A couple of things worth carrying forward from a 1-2 totals day.
First, the under in Great American Ball Park requires more conviction than we gave it. Twelve total runs in a game we had pegged as a sub-9.5 contest is a reminder that Cincinnati's ballpark has legitimate run-scoring potential, and a lean there needs stronger pitching anchors than what we held going in. Filed.
Second, the mid-tier starting pitcher projection is the most volatile position on the DFS slate, and today it bit us three times. Gasser, Seymour, and Phillips all had projections in a reasonable band and all produced negative scores. The top of the board — Wheeler, Cantillo, Skenes — performed well against our numbers.
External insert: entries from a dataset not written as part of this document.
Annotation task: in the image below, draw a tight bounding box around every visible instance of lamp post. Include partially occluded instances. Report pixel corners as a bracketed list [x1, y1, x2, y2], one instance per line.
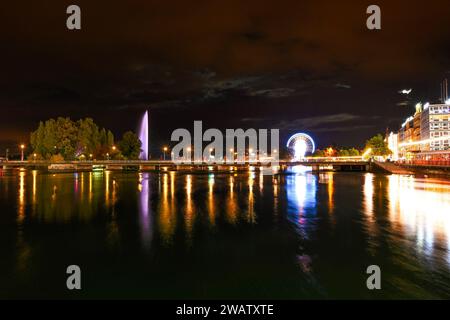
[163, 146, 168, 160]
[111, 146, 117, 160]
[20, 144, 25, 162]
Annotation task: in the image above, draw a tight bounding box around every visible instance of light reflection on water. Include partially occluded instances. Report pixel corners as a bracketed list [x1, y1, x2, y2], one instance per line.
[387, 175, 450, 263]
[6, 170, 450, 255]
[286, 173, 317, 239]
[138, 173, 152, 250]
[1, 168, 450, 298]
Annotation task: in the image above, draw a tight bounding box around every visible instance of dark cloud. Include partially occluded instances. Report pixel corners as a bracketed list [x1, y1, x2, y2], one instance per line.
[0, 0, 449, 151]
[335, 84, 352, 89]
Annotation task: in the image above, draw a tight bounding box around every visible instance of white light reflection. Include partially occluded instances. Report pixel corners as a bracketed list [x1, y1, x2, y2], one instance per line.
[286, 172, 317, 237]
[17, 170, 26, 223]
[363, 173, 374, 217]
[388, 175, 450, 263]
[138, 172, 153, 250]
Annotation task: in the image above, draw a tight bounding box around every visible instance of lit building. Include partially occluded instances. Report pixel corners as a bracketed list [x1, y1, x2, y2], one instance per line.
[421, 102, 450, 151]
[397, 101, 450, 159]
[398, 103, 422, 158]
[387, 132, 399, 161]
[392, 81, 450, 164]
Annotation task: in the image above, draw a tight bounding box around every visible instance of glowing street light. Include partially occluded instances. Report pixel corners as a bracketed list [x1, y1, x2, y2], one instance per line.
[163, 146, 168, 160]
[20, 144, 25, 162]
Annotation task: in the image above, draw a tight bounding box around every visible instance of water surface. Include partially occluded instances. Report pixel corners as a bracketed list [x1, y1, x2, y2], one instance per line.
[1, 169, 449, 299]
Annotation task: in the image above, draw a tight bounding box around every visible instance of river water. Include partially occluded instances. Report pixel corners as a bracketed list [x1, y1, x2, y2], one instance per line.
[1, 169, 449, 299]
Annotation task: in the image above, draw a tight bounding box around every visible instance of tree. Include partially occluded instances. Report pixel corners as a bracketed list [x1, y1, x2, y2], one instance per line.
[30, 119, 58, 159]
[30, 122, 46, 156]
[30, 117, 116, 160]
[348, 148, 360, 156]
[312, 149, 325, 157]
[118, 131, 142, 160]
[365, 134, 392, 156]
[337, 149, 350, 157]
[54, 117, 78, 160]
[324, 147, 336, 157]
[77, 118, 100, 157]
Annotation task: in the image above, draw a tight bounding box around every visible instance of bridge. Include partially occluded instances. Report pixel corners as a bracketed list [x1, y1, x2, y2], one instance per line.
[1, 157, 370, 173]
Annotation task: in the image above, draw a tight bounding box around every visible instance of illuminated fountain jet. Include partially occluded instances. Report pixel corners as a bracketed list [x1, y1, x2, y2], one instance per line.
[138, 110, 149, 160]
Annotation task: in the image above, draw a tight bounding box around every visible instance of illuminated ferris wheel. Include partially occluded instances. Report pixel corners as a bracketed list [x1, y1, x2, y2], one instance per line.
[286, 133, 315, 160]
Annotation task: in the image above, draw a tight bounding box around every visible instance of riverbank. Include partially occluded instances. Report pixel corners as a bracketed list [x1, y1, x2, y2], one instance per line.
[371, 160, 450, 178]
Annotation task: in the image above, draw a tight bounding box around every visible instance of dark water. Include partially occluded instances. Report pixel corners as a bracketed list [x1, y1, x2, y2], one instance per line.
[1, 168, 450, 299]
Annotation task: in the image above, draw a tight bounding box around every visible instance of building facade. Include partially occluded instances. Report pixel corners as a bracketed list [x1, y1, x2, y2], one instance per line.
[423, 103, 450, 151]
[396, 102, 450, 159]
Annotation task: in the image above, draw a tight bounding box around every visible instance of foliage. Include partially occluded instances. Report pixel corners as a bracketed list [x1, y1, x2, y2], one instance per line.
[337, 149, 350, 157]
[49, 154, 65, 162]
[118, 131, 142, 160]
[312, 149, 325, 157]
[313, 147, 360, 157]
[347, 148, 360, 156]
[27, 153, 44, 161]
[30, 117, 115, 160]
[364, 134, 392, 156]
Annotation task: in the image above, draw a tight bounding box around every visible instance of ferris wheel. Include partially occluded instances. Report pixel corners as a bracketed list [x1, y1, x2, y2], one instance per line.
[286, 133, 315, 160]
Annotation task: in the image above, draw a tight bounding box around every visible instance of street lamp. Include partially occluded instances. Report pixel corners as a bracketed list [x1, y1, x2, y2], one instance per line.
[163, 146, 168, 160]
[20, 144, 25, 162]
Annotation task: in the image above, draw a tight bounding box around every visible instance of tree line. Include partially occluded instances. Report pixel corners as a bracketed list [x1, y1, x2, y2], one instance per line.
[30, 117, 142, 160]
[312, 134, 391, 157]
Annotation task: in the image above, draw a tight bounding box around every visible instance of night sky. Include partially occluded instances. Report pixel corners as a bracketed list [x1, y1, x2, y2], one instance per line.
[1, 0, 450, 155]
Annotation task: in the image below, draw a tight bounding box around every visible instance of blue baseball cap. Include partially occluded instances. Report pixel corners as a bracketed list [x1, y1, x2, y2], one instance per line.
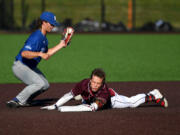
[40, 11, 60, 26]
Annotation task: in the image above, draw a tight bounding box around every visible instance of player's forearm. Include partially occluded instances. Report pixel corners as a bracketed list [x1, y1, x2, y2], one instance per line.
[21, 51, 42, 59]
[40, 92, 74, 110]
[47, 40, 66, 56]
[55, 92, 74, 107]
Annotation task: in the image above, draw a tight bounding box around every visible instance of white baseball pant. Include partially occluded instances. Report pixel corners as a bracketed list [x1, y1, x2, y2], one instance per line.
[111, 93, 146, 108]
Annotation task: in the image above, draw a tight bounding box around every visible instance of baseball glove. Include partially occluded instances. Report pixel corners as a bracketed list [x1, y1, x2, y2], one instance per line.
[62, 27, 74, 45]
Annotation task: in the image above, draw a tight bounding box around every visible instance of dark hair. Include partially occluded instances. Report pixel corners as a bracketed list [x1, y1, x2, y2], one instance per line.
[36, 18, 43, 29]
[30, 18, 43, 30]
[90, 68, 106, 83]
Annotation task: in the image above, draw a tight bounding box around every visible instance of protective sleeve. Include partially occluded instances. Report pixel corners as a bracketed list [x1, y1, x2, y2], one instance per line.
[55, 92, 74, 107]
[58, 103, 98, 112]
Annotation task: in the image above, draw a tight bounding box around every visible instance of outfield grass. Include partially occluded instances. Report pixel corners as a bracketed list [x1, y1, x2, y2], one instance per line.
[0, 33, 180, 83]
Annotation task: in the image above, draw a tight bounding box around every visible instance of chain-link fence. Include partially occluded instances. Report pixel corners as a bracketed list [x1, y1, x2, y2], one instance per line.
[0, 0, 179, 32]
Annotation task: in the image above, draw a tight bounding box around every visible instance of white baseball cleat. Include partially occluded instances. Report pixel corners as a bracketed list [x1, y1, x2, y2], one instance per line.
[148, 89, 163, 99]
[148, 89, 168, 108]
[163, 97, 168, 108]
[155, 97, 168, 108]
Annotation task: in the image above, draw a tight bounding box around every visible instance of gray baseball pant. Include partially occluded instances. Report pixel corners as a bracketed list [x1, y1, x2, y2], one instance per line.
[12, 61, 49, 104]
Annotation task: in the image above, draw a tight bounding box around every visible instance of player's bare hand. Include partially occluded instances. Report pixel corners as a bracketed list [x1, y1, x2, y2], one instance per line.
[39, 52, 50, 60]
[40, 104, 56, 110]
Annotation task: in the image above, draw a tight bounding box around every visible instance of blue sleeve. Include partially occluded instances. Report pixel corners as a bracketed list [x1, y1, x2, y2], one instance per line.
[22, 40, 38, 51]
[21, 30, 48, 53]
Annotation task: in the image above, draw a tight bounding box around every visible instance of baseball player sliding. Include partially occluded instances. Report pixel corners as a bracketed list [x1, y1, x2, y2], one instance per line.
[41, 68, 168, 112]
[6, 11, 74, 108]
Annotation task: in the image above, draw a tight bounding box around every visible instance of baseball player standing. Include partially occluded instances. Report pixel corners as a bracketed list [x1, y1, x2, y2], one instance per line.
[6, 11, 74, 108]
[41, 68, 168, 112]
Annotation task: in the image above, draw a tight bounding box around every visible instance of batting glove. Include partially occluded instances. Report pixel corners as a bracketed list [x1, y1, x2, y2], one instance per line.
[62, 27, 74, 46]
[40, 104, 57, 110]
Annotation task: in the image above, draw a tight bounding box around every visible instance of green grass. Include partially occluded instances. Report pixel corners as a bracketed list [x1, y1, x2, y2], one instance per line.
[0, 33, 180, 83]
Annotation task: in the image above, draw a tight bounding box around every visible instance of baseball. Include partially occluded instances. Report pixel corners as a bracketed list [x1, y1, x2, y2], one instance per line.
[67, 27, 73, 33]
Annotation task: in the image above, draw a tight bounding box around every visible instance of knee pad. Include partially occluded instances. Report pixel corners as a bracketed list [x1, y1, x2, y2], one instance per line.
[42, 82, 50, 90]
[37, 80, 49, 90]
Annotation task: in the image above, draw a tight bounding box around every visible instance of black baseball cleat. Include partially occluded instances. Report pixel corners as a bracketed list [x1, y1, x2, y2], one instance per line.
[6, 100, 30, 108]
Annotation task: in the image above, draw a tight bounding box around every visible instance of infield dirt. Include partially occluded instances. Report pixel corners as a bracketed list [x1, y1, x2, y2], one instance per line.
[0, 81, 180, 135]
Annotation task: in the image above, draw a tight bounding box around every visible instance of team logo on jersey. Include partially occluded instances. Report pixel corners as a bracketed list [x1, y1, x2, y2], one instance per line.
[25, 45, 32, 50]
[54, 16, 56, 21]
[43, 40, 46, 44]
[41, 48, 45, 52]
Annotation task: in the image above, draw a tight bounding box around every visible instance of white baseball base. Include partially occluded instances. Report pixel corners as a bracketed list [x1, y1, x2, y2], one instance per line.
[58, 104, 93, 112]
The lesson isn't to avoid mid-range starters; it's to hold a wider range of outcomes for them and not stack them in the same lineup construction.
Third, and this is genuinely encouraging: Wheeler at 35 points, Bregman at 30, Cantillo at 26.4, and Skenes at 23.6 all came from a pool of players we had projected as the right targets. The projection ranking held even when the exact point totals didn't. On a 15-game slate, identifying the right names matters more than nailing the specific number. Today's top of the board is evidence the model is pointing in the right direction. The misses at the bottom are evidence we have work to do on floor modeling for mid-rotation arms.
We'll be back tomorrow with a fresh slate and a fresh card. That's the gig.